Quartz diorite and lesser quartz monzonite of the Early to Middle Jurassic Island Plutonic Suite occupies most of the Bus occurrence area. In the northeast are volcanic rocks of the Lower Jurassic Bonanza Group consisting of intercalated and thinly-bedded andesites with minor rhyolite and dacite. In the southeast portion are massive and commonly amygdaloidal or porphyritic basalts correlated with the Upper Triassic Karmutsen Formation (Vancouver Group). Quartz feldspar porphyry and feldspar porphyry dykes, from 5 to 20 metres wide, intrude both the Bonanza Group and the quartz diorite, being more common in the former.

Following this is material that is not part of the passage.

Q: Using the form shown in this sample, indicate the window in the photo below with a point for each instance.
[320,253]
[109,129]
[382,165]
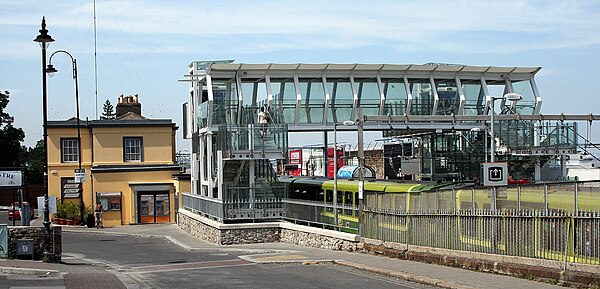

Steeply dipping faults and shear zones transect all rock types. Pyrite disseminations, stringers and small pods associated with quartz patches, veinlets and stockworks are often found within the silicified shear and fault zones. These mineralized faults are usually adjacent to or near porphyry dykes in Bonanza Group rocks. Sparse arsenopyrite was observed in one shear zone; minor malachite and chalcopyrite in another. A grab sample from a shear zone assayed 9 grams per tonne silver (Assessment Report 8719).
A pit exposes lenses and stringers of pyrite-chalcopyrite- magnetite +/- pyrrhotite within a shear zone striking 165 degrees and dipping 42 degrees east. The shear is hosted in Karmutsen Formation basalt. Epidote, chlorite, calcite and minor actinolite were also observed in the shear. Grab samples from this zone assayed up to 1.12 per cent copper (Assessment Report 4357).